The variability of δ¹⁸O (B) and δ¹³C (C) isotopes, with marked discontinuities in the surfaces, along with oxygen isotope stages (A), insolation at 50°N (D) and a fabric log (E) with marked as ellipsoids locations of thin sections on the timescale.. 1 – discontinuities in the surfaces; 2 – boundaries of oxygen-isotope stages (Lisiecki and Raymo, 2005).

In summary, the analyzed record contains a clearly visible succession of marine isotopic stages from MIS 24 to MIS 12 (Lisiecki and Raymo, 2005; Martin-Garcia et al., 2015).

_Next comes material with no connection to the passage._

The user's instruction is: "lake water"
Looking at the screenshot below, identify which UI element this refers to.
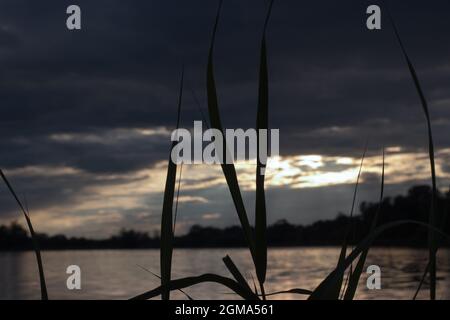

The detected ages of the hiatuses in the flowstone from the Głęboka Cave correspond to MIS 13, MIS 15 and MIS 19. The hiatuses correspond to periods of deteriorating sedimentary conditions and, consequently, the cessation of flowstone crystallization and its partial erosion. Clearly, all recorded hiatuses occur during interglacial periods, which suggests that a major factor controlling the flowstone growth rate is the precipitation amount. The smaller role of temperature in this process confirms that the relative strength of cold periods in the Middle Pleistocene is significantly weaker than that during the last 400 ka. Eventual cooling does not cause flow-stone growth cessation; it even favours its deposition by increasing the humidity of the climate, at least in Central Europe.